Hearsay Evidence- Hearsay evidence is very weak evidence or no evidence as to the witness, himself is not the actual witness of the fact in issues because whatever he is reporting is not what he saw or heard rather the reporting facts are the facts which are narrated by another person. Hence the court believes that the narrated facts by the third person have not much credibility in establishing any facts.

Judicial Evidence- Statements of witnesses, documentary evidence, facts established during the examination of a witness in the court, self-incrimination is some kind of evidence which the court receives itself and such evidence are known as judicial evidence.

Non- Judicial Evidences- Confession made by the witness or accused or victim outside the court are considered as non- judicial evidence.
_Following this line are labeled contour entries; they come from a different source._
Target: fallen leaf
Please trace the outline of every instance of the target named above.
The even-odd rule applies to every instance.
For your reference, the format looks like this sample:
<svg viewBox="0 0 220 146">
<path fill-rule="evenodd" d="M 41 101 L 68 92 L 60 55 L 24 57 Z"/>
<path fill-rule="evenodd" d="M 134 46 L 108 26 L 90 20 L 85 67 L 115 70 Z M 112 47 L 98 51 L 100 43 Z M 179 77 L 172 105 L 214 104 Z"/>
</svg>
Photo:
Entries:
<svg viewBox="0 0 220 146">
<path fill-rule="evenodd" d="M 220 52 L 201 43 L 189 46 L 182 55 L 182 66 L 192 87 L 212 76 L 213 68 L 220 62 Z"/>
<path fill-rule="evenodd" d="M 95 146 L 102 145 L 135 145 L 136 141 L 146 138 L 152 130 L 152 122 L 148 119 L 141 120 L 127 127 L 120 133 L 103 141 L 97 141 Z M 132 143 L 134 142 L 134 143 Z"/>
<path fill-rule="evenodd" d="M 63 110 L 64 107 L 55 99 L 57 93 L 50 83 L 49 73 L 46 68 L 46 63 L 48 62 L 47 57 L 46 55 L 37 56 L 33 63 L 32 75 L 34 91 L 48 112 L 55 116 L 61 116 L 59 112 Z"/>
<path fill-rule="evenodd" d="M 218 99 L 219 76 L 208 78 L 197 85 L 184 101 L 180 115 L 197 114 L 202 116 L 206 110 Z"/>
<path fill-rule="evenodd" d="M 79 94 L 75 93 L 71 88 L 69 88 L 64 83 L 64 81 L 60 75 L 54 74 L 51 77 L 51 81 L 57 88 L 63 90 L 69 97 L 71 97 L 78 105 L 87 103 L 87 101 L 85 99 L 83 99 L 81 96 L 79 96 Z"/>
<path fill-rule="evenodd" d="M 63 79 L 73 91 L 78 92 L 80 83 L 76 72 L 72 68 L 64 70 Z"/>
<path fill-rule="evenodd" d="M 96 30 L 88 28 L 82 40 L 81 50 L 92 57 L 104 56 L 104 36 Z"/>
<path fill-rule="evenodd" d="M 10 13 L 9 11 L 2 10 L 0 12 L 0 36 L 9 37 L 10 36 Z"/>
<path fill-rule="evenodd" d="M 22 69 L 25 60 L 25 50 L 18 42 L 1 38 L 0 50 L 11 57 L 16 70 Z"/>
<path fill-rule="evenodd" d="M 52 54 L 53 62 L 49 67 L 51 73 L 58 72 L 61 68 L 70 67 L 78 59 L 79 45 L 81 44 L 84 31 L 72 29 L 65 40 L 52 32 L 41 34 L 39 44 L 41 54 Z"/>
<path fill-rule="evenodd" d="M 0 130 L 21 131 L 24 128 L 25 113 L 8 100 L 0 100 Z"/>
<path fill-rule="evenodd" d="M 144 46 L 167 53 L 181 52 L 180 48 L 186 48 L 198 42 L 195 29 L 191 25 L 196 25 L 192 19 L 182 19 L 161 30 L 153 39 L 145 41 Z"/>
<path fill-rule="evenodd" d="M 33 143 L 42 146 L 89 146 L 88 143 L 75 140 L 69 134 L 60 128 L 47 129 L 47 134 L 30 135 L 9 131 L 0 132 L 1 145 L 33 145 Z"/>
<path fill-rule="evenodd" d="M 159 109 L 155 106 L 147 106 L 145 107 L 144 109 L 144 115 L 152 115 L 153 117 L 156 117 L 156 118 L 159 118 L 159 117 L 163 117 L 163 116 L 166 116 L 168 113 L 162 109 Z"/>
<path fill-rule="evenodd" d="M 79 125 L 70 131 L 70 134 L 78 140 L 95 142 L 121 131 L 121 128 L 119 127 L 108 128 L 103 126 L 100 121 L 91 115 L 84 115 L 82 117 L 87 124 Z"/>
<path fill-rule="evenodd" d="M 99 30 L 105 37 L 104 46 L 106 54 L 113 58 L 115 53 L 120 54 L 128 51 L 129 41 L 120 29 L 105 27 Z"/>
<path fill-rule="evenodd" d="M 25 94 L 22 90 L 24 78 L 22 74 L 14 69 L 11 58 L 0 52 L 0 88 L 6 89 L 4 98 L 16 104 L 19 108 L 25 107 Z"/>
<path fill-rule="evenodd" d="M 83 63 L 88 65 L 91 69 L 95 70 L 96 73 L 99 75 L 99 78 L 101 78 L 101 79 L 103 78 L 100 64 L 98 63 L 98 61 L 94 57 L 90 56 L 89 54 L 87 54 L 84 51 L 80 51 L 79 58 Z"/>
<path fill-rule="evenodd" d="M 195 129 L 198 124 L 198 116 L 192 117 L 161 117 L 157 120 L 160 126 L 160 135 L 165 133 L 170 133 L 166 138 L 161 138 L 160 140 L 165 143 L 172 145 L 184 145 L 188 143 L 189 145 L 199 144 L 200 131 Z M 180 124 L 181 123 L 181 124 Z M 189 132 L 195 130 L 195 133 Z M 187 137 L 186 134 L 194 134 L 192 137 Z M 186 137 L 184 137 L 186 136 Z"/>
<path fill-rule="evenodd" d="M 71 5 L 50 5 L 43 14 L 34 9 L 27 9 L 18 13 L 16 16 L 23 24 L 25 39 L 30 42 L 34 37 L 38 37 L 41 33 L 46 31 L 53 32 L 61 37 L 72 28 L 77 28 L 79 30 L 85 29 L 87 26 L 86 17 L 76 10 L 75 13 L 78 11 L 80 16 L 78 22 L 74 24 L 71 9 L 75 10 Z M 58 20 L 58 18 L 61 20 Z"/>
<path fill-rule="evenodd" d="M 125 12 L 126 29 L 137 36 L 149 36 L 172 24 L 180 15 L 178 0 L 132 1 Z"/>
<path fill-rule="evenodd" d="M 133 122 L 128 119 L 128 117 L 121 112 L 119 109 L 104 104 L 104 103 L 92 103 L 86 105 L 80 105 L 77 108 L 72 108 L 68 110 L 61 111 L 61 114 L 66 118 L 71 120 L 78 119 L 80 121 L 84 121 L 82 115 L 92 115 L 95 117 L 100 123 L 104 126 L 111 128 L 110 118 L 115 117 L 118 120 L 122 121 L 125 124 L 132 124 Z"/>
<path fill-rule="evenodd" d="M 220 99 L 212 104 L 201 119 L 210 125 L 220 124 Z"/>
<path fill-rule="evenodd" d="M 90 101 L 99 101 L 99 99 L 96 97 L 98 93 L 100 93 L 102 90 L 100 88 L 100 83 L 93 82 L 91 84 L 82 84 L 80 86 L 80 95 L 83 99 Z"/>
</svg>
Prima Facie Evidence- The concept of ‘on the face of it’ with respect to evidence is a principle when the court presumes any facts and considered them proved until they are disproved, then such evidence is known as prima facie evidence.

Proved- A fact is considered to be proved when, the court after considering all the evidence after the trials and proceeding either believes the happening of the case in such a manner as it is expressed or if the court makes a probable inference beyond reasonable doubt and believes that the existence of the case in such manner as it was explained.

Disproved- A fact is considered to be disproved when the court after considering all the evidence after the trials and proceeding either believes that it does not exists as explained or if the court makes a probable inference beyond reasonable doubt and does not believes the existence of case in such a manner as it was explained.

Not proved- A fact is called not proved when the facts are in a circumstantial condition that they are neither proved nor they are disproved.